Le stéréotype ‘Karen’ : une illustration des dynamiques sociales et genrées aux États-Unis

Lors d’un match de baseball des Phillies de Philadelphie vendredi dernier, une scène a rapidement attiré l’attention sur les réseaux sociaux. Un père de famille attrape une balle tombée dans le public pour la donner à son fils, lorsque soudain une spectatrice s’interpose et s’empare de l’objet. Cette confrontation, filmée et largement partagée, a vu l’inconnue être rapidement surnommée “Phillies Karen” en ligne.

Origines et usages du terme “Karen” aux États-Unis

Aux États-Unis, l’expression “I want to speak to your manager, now!” est devenue emblématique pour décrire des situations conflictuelles, notamment entre clients et employés. Ce cliché a contribué à la popularisation du terme “Karen”, apparu dans les années 2010, qui désigne un stéréotype de femmes blanches généralement d’âge moyen, qualifiées d’exigeantes ou d’intrusives.

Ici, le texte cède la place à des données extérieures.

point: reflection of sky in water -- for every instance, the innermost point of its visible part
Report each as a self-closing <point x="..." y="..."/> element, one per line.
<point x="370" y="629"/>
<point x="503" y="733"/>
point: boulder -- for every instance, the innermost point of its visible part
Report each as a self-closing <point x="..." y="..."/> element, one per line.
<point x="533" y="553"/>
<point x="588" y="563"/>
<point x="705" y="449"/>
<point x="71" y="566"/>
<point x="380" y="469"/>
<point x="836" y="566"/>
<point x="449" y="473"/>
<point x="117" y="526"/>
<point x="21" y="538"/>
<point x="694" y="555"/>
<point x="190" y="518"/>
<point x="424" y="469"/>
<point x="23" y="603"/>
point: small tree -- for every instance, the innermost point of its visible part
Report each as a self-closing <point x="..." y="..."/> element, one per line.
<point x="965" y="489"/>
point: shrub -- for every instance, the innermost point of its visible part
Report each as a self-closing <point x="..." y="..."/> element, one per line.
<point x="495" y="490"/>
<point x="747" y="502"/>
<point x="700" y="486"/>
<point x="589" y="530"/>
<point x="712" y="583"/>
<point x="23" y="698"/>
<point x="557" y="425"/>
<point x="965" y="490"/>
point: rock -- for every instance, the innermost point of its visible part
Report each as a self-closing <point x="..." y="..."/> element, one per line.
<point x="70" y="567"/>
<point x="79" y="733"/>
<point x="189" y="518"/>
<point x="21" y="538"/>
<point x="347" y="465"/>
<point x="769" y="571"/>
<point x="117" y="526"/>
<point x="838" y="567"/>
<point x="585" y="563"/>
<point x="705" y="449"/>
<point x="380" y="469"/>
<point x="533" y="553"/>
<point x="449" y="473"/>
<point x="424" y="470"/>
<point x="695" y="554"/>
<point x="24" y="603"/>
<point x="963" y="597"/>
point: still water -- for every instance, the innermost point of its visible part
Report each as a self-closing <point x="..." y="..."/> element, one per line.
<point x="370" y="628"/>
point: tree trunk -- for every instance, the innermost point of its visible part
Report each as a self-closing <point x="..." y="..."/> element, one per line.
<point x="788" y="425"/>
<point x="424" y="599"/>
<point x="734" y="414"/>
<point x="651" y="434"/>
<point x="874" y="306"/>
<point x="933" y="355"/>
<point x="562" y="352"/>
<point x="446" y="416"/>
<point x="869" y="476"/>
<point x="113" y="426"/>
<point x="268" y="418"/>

Ce terme caricatural est souvent lié à des comportements perçus comme arrogants, donnant lieu à des débats viraux sur les réseaux sociaux, comme l’illustrent plusieurs événements récents, dont celui du match de baseball à Philadelphie.

Une expression au caractère controversé

Le terme “Karen” pose toutefois un défi en matière d’interprétation, en particulier du point de vue juridique et social. En juin dernier, un tribunal britannique a estimé que cette appellation pouvait revêtir un caractère péjoratif susceptible de s’apparenter à des discriminations fondées sur le racisme, le sexisme ou l’âgisme.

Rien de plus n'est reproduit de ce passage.